Researchers at Lawrence Livermore National Laboratory (LLNL) have made an exciting breakthrough in multi-material 3D printing by using capillary action—the same force that makes water climb up a paper towel.
This new technique allows them to create complex structures with different materials, even ones that are normally impossible to 3D print.
Their method, called cellular fluidics, was published in Advanced Materials Technologies and could revolutionize industries like biomedicine, aerospace, and carbon capture by making stronger, lighter, and more adaptable materials.
How does this new 3D printing technique work?
Most multi-material 3D printing is difficult because different materials have different properties, making them hard to print together.
It often requires special equipment and complicated setups. LLNL researchers found a simpler solution.
They created tiny, millimeter-sized 3D-printed structures called unit cells that act like mini storage containers for liquids.
These open spaces trap liquid materials without them spilling out. The liquid moves through the structure naturally, guided by surface tension and adhesion, just like how water flows through tiny gaps in a sponge.
Once in place, the liquid solidifies into a stiff material, bonding with the 3D-printed structure.
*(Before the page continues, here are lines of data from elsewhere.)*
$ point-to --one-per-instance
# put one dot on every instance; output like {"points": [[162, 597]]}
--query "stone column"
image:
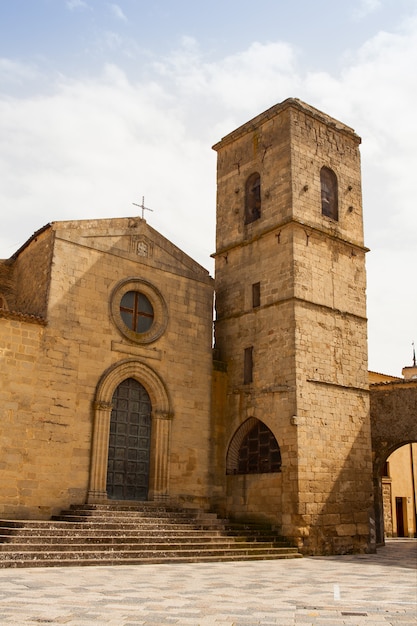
{"points": [[99, 454], [160, 483]]}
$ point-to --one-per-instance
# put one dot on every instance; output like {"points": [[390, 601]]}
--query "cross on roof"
{"points": [[143, 207]]}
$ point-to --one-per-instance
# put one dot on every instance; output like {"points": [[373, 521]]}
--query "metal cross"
{"points": [[143, 207]]}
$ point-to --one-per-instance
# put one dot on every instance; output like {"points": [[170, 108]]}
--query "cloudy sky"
{"points": [[102, 103]]}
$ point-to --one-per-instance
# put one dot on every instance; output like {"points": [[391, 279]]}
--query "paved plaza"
{"points": [[376, 589]]}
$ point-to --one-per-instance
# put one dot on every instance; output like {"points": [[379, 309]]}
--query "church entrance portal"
{"points": [[129, 443]]}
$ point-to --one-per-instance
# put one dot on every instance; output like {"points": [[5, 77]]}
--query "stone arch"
{"points": [[393, 424], [161, 433], [233, 453]]}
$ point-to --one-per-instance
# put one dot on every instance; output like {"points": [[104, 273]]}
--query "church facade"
{"points": [[112, 390]]}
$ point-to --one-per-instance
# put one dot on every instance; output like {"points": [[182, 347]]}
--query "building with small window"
{"points": [[111, 386]]}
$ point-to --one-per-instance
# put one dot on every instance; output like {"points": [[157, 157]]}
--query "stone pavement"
{"points": [[376, 590]]}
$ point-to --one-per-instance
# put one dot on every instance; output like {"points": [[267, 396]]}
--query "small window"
{"points": [[253, 198], [329, 196], [256, 295], [248, 366], [136, 311]]}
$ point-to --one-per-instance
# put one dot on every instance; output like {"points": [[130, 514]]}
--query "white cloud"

This process allows scientists to combine soft and hard materials in ways that were not possible before.
What makes this a game-changer?
- Stronger, Lighter Materials: Engineers can now design materials with precise strength-to-weight ratios, making them ideal for industries like aerospace.
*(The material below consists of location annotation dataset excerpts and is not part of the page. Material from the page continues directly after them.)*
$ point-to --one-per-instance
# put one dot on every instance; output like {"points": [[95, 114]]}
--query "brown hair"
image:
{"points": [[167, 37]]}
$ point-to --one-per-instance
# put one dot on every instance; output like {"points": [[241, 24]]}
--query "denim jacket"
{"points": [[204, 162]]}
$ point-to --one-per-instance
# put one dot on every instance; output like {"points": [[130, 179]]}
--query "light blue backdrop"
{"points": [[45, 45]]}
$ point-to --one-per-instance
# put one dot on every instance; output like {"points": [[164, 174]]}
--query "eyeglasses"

- Greater Design Flexibility: Unlike traditional methods, this technique allows for complex, multi-material designs without requiring special 3D printers.
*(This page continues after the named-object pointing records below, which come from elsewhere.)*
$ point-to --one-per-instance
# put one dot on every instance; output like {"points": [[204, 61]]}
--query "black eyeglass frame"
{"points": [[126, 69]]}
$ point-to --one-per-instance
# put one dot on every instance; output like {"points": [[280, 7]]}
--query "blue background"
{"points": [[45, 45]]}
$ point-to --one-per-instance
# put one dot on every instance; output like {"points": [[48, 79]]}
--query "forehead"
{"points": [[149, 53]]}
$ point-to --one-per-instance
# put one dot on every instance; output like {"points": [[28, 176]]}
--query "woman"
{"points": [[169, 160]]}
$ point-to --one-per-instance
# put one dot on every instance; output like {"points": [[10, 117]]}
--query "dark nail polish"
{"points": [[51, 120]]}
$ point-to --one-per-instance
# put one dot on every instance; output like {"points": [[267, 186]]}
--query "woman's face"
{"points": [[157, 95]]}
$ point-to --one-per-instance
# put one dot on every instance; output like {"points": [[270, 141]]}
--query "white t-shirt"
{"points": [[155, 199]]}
- Self-Healing Structures: One experiment showed that the material could be designed to absorb liquids when pressed, opening possibilities for self-repairing materials.
According to researcher Nik Dudukovic, the method gives engineers a “playground to explore different mechanical responses”, meaning they can fine-tune structures to behave in specific ways under stress.
The research team successfully created a 3D-printed lattice structure on their first attempt, proving how accurate and effective the process is. They believe the technique could be used for a wide range of applications, including:
- Biomedical implants with hybrid biomaterials
- Self-healing materials that can repair themselves under pressure
- Advanced carbon capture systems to help reduce pollution
- Lightweight but strong aerospace structures
Hawi Gemeda, one of the lead researchers, hopes this discovery will inspire other scientists to push the boundaries of multi-material 3D printing.
With this new technique, engineers can design without limits, opening the door to stronger, smarter, and more efficient materials for the future.